= Aileen Getty =

American heiress and activist (born 1957)

Aileen Getty (born 1957) is an American heiress and activist. She is a member of the Getty family, the granddaughter of J. Paul Getty, an American petroleum industrialist who founded the Getty Oil Company. She co-founded the Climate Emergency Fund in 2019. The fund has distributed over $4 million to several environmental activist organizations including Extinction Rebellion and Just Stop Oil.

==Early life==
She is the daughter of John Paul Getty Jr. Her brother Mark Getty is the co-founder of Getty Images.

She spent her childhood in Italy and attended boarding school in the United Kingdom.

==Activism==
In 2019, Getty co-founded the Climate Emergency Fund.

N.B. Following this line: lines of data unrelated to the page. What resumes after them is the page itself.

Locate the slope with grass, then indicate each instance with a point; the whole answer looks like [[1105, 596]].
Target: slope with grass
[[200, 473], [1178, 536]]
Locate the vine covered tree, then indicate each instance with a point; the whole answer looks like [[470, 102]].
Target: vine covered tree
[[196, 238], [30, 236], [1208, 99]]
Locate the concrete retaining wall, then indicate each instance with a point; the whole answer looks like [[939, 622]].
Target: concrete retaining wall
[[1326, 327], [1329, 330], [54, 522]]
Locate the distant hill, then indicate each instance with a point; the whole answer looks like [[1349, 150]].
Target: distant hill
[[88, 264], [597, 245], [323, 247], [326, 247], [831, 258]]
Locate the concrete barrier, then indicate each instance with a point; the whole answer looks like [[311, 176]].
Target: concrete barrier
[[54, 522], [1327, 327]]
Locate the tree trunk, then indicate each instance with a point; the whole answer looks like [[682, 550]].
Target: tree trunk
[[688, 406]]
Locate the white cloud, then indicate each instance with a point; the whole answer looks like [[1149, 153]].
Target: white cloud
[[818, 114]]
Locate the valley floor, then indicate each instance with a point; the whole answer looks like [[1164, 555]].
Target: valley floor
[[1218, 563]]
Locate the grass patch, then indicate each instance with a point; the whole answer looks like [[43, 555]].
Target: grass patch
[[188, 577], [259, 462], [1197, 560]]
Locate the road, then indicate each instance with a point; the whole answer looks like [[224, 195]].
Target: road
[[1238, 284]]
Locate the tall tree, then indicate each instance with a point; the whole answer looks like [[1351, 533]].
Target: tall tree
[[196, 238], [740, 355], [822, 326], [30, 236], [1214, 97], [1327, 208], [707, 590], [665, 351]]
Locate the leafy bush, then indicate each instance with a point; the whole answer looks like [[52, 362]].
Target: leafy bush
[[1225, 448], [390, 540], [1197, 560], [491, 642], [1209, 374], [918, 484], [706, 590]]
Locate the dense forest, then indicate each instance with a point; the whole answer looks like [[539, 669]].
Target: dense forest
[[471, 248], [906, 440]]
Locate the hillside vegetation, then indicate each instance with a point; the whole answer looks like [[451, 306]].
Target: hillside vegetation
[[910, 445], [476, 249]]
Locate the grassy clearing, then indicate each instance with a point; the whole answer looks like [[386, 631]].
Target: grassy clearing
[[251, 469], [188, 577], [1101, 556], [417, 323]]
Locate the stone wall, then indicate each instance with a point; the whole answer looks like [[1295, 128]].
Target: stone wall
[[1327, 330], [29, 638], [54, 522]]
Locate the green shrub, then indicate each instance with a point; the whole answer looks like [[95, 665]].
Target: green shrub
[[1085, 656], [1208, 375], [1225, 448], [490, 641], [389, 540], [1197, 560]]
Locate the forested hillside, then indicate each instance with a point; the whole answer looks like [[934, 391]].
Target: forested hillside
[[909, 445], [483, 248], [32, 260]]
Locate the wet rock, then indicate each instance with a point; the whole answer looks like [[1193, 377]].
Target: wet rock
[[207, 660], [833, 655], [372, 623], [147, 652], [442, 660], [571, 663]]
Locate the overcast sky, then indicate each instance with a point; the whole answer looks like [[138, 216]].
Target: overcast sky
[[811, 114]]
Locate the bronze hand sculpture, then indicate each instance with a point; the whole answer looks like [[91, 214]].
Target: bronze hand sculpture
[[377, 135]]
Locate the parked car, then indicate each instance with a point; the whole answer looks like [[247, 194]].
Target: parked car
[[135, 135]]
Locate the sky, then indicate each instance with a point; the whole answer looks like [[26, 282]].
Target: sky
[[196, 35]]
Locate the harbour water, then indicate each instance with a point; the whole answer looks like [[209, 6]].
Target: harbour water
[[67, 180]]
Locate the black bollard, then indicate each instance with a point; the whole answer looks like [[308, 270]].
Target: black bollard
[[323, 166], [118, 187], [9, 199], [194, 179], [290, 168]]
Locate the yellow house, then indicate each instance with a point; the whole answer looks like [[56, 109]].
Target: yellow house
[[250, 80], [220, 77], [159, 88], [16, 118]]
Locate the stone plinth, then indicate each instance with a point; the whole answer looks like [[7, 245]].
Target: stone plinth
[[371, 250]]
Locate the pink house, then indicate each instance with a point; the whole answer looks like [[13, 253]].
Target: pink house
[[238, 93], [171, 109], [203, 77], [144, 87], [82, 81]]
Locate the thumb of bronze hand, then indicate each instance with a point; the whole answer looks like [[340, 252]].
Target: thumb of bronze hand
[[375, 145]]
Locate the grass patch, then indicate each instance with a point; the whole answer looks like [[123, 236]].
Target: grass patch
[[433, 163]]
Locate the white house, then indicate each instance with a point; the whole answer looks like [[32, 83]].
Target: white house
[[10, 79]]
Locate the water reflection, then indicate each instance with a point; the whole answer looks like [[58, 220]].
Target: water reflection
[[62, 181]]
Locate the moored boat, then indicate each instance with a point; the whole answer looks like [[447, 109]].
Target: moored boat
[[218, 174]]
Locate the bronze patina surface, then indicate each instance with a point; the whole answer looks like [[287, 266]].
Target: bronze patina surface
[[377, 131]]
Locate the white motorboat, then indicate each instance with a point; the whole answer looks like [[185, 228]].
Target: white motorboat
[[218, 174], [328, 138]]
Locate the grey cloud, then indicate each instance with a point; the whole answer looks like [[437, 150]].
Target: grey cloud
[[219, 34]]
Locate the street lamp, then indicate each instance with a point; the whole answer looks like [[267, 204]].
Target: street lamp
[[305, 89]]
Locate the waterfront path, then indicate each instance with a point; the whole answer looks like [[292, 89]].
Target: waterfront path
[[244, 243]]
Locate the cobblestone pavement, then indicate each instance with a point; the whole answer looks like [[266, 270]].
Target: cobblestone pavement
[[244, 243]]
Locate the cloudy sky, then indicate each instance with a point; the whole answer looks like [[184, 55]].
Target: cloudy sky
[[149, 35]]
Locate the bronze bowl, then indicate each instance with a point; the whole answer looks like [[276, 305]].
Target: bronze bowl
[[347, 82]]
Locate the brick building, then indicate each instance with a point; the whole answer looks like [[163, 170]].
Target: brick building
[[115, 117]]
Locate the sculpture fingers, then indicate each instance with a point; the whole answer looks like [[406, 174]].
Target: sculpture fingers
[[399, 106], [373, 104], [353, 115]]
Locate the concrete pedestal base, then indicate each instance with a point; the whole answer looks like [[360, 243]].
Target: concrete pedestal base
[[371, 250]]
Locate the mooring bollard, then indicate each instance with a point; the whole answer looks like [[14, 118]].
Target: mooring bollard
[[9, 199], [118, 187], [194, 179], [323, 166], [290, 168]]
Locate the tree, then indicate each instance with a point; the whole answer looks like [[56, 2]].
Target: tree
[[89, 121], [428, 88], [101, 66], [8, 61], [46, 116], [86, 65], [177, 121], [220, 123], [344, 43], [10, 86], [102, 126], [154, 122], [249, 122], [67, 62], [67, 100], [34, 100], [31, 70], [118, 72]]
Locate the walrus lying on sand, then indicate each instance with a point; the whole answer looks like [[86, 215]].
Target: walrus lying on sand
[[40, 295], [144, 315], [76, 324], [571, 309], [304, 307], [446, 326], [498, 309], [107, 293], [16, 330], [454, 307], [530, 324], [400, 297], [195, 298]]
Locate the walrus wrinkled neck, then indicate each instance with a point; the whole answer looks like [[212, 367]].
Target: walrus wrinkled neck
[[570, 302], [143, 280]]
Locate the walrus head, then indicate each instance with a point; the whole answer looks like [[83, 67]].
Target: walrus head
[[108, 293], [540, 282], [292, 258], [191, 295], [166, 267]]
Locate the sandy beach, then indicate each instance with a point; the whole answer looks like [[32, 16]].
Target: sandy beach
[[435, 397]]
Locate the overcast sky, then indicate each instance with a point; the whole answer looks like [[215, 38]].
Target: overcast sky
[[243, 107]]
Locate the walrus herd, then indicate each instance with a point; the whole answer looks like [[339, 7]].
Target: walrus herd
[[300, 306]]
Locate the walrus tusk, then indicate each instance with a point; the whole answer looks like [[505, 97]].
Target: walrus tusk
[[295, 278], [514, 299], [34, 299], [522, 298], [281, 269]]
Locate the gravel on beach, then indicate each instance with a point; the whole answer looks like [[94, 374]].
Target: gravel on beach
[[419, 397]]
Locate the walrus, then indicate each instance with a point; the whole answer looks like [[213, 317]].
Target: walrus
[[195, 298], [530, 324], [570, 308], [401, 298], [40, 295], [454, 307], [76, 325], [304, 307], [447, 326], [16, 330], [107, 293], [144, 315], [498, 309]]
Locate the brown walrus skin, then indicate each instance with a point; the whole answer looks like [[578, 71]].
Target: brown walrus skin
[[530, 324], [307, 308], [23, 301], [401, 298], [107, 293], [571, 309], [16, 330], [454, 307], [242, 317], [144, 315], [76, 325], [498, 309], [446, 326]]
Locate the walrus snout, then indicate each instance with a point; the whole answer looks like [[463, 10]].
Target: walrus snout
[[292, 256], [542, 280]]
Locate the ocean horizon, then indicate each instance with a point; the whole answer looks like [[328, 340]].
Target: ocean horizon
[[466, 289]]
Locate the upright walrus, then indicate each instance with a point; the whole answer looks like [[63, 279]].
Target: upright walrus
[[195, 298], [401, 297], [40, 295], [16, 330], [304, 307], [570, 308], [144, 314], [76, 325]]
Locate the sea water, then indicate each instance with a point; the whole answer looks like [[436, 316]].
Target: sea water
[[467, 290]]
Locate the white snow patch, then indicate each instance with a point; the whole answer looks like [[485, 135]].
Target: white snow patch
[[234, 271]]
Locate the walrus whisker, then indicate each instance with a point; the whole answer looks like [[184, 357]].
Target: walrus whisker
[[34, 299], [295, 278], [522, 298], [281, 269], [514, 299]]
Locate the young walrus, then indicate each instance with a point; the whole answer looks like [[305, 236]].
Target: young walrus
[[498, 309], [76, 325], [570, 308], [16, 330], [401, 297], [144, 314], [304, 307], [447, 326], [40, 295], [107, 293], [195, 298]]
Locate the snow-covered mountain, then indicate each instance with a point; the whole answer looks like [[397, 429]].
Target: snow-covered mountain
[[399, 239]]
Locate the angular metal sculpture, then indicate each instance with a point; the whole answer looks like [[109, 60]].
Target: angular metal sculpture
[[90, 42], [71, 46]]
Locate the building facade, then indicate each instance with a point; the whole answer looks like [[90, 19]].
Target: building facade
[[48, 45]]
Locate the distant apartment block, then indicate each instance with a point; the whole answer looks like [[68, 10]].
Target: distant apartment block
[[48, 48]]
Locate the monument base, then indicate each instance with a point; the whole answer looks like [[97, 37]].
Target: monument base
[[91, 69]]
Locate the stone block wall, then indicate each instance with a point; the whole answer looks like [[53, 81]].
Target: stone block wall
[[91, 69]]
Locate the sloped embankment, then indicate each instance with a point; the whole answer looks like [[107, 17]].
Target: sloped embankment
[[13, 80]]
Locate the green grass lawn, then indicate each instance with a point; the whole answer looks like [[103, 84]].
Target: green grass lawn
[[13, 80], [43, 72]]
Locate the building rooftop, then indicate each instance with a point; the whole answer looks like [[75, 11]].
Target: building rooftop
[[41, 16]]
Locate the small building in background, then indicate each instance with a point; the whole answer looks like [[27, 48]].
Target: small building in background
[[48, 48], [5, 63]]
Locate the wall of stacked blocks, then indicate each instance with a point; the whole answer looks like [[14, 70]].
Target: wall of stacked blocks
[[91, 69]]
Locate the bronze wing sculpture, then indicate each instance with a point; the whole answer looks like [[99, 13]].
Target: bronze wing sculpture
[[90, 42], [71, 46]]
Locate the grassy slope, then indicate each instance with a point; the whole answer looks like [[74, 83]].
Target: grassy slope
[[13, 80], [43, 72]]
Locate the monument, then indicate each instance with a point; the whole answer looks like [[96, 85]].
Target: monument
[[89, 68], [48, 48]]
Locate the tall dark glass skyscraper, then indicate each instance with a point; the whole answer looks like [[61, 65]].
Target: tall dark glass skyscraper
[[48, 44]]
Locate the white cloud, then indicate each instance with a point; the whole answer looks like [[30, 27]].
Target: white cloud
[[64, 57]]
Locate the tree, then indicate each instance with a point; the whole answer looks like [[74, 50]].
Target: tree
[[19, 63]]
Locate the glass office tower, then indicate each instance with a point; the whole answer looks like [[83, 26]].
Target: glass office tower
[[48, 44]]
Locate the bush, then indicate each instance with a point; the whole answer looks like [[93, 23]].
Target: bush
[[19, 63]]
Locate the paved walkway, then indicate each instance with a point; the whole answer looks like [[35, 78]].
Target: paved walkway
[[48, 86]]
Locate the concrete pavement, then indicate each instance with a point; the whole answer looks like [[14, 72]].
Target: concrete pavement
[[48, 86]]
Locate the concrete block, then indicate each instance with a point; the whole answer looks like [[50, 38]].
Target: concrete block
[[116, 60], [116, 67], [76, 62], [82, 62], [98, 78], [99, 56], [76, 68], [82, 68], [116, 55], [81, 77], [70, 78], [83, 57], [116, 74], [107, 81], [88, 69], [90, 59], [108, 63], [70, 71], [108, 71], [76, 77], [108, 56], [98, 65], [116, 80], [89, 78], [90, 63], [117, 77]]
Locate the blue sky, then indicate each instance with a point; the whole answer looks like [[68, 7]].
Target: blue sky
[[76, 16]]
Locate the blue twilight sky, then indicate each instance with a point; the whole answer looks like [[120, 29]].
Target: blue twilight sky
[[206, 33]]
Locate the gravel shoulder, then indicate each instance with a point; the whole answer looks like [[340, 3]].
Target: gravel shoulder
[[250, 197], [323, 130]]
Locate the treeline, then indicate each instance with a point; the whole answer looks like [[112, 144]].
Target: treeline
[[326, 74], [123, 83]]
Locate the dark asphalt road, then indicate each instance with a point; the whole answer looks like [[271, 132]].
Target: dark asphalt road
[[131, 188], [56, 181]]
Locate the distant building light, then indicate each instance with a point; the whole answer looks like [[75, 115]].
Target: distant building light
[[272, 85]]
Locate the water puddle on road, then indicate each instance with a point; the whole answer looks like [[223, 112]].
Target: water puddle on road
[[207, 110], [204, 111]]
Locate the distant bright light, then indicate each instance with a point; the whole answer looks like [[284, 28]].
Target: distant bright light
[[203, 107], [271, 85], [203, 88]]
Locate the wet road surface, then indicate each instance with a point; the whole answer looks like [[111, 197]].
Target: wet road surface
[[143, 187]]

The fund has distributed over $4 million to several environmental activist organizations including Extinction Rebellion and Just Stop Oil.

As of 2018, she has given $92,400 to campaigns and independent committees of Gavin Newsom.

==Personal life==
In 1981, she married Christopher Wilding, son of Elizabeth Taylor. They had two children before divorcing.

In 1984, she was diagnosed with HIV/AIDS, later saying she was unsure whether the source of infection had been a blood transfusion or an extramarital affair.

In 2023, Getty purchased Brad Pitt’s estate near Los Feliz for $33 million.